Interestingly, in our cohort, a dilated LA diameter by gender-specific cutoffs was seen in only 14% of men and 25% of women. Although LA volume index would be a better parameter, it was not measured in our cohort. Obvious LA dilatation is more likely to occur later in the course of the disease, when LVH has already developed.23

We have documented prolonged VAT in patients with early hypertension and echocardiographic evidence of DD. VAT has not previously been studied in DD in early hypertensive patients. Further studies in a variety of settings are now required to determine the sensitivity and specificity of prolonged VAT as a valid ECG marker for DD.

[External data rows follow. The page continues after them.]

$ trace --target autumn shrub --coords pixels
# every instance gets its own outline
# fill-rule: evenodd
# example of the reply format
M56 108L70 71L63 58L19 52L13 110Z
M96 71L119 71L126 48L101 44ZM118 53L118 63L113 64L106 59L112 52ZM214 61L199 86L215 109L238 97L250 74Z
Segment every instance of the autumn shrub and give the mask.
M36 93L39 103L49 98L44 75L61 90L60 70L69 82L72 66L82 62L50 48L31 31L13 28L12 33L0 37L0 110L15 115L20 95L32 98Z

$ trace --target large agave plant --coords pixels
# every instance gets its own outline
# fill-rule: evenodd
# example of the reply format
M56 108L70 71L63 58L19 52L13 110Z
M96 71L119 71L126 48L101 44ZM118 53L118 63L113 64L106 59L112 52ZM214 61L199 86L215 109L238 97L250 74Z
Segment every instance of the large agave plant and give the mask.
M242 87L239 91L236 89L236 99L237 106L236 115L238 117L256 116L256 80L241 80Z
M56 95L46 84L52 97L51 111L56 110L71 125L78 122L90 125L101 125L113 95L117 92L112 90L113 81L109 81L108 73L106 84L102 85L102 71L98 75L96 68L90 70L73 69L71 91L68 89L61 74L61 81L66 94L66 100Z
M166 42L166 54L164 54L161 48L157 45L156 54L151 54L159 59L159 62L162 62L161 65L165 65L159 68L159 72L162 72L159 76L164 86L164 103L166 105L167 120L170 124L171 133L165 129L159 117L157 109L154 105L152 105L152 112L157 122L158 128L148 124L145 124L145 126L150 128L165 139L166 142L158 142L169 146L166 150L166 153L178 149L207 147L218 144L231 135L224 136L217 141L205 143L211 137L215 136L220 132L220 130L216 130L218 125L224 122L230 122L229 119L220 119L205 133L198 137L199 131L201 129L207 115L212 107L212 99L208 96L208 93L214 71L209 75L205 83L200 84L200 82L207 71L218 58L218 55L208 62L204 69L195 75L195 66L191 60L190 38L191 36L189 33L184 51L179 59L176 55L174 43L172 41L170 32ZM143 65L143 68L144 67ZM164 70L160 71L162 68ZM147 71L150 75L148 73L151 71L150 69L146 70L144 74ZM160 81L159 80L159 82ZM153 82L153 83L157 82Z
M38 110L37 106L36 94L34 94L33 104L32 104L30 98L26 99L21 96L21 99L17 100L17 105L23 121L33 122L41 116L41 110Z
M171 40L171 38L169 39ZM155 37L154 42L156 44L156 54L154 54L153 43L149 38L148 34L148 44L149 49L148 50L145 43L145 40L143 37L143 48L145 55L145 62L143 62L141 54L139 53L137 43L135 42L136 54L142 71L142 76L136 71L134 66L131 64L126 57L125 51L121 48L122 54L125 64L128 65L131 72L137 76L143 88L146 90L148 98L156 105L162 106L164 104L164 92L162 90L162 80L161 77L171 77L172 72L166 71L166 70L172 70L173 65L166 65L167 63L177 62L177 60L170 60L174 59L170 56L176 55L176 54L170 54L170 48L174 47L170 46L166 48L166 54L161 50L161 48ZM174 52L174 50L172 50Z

Our cohort was all patients with newly diagnosed hypertension and was categorized based on the presence or absence of DD with no normal subjects enrolled in the study. Another limitation found in our bias of selecting subjects with evidence of DD. The reason for that we sought it may give more comprehensive idea about VAT changes if studied in large cohort with diastolic abnormalities. Finally, left ventricular strain and LA volume index were not assessed by echocardiography study. We believe the latter may be of importance to our study.

Disclosure

The authors declared no conflict of interest.